After a decade of strong upward production dynamics, the Russian pig industry is expected to see only a marginal growth in the coming years, according to a fresh forecast from the Russian National Union of Pork Producers.
The industry association forecasted that Russian pork production will climb by only 3.3% in 2024 and slow further to 1.2% next year. In previous years, the growth pace varied between 5% and 10% per year. Pig farmers attribute the dynamics to a gradual saturation in the domestic market, where consumption seems to have hit the ceiling.
In 2024, Russian pig farmers will manufacture 6.2 million tonnes of pork in live weight, 3.3% more than last year, the organisation calculated. Industrial farms keep ramping up their share in the total volume. This year, they will manufacture 5.8 million tonnes. This is 4.5% more than a year earlier. In the meantime, individual and backyard farms are dying out.

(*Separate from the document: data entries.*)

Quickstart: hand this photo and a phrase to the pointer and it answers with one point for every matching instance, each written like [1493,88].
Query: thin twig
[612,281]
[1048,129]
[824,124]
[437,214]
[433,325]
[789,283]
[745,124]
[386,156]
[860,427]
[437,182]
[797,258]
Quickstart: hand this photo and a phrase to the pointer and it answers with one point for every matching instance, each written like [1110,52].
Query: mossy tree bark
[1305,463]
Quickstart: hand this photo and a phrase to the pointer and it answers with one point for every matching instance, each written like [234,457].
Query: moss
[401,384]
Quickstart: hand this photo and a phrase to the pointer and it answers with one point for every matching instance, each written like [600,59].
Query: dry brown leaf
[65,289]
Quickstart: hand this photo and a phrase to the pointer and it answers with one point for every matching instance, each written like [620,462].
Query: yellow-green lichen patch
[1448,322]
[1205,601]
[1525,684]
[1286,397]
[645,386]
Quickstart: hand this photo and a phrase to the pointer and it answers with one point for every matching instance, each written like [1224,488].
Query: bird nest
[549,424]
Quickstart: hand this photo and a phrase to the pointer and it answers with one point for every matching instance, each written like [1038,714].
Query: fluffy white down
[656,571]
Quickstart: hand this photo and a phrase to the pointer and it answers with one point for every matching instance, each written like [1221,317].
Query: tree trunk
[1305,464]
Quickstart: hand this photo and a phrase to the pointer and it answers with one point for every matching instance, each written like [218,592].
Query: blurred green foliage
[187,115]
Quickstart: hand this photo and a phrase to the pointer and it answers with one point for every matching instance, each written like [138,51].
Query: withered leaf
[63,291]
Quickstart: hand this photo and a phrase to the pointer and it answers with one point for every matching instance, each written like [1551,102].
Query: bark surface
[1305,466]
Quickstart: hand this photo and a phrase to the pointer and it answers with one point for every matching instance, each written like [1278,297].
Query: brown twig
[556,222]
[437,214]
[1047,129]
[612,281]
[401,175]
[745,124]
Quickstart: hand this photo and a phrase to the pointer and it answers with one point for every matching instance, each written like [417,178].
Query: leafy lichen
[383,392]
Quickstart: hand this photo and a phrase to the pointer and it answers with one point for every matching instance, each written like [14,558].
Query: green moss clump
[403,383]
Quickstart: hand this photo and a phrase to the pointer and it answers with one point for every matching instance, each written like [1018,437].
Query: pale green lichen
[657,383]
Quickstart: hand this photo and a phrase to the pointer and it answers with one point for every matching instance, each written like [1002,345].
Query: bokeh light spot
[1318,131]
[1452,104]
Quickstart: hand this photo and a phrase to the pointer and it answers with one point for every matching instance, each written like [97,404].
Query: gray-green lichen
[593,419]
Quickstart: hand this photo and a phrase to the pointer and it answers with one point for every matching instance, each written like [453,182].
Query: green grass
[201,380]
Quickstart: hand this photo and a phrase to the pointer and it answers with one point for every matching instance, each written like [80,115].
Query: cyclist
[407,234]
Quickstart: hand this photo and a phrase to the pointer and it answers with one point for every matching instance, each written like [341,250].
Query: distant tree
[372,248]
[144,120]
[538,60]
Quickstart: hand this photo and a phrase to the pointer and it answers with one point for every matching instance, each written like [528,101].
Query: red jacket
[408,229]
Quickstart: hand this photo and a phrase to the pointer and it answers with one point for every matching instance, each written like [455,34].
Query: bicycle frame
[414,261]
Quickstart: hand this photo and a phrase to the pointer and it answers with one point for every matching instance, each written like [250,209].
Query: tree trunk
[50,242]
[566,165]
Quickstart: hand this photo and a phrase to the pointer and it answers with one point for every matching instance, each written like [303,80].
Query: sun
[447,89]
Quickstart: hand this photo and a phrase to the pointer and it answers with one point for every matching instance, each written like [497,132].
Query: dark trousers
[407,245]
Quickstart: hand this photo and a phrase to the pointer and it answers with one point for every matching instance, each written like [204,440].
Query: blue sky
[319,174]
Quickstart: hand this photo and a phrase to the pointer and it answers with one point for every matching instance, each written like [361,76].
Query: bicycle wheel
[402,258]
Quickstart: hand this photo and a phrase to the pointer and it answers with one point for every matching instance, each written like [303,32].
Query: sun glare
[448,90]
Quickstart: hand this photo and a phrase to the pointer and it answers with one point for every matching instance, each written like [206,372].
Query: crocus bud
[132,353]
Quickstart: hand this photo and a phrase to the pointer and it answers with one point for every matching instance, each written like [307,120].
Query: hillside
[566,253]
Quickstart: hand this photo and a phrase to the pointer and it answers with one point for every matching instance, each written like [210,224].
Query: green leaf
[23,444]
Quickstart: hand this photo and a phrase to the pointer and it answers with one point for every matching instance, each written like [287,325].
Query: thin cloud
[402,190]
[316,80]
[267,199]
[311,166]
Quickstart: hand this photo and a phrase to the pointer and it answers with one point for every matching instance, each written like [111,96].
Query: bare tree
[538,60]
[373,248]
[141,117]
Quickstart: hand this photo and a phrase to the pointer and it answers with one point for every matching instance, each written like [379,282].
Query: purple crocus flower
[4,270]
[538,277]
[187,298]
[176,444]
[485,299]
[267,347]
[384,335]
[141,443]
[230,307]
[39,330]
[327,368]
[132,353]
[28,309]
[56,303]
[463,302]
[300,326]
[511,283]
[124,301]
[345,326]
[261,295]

This year, individual farms will experience a 14% production drop to 30,000 tonnes, and backyard farms see a 10% decline to 390,000 tonnes.
The Russian annual pork consumption has reached a 30-year record of 31 kilograms per capita, which is a third higher compared with 2015. The growth in demand is accompanied by a price rise. Over the past year, the price increased by 20% to 25%.
Yuki Kovalev, chairman of the Russian Union of Pork Producers, recalled that pig farmers foresaw the saturation of the domestic pork market back in 2018. In response, he added, market players decided to constrain the further growth in production capacities.
The industry association indicates that exports have yet to make a difference for the Russian industry. Kovalev estimated that during the first nine months of 2024, Russia boosted pork exports by 16% to 186,300 tonnes. However, in absolute figures, this growth is insufficient to justify the further rise in production capacities.
Over the past few years, the Russian pig industry has experienced margin changes, which could also contribute to the growth slowdown. Albina Koryagina, partner at consulting company NEO Center, calculated that the average marginsin the industry nearly halved in 2022 but bounced back in 2023, reaching 25.9%.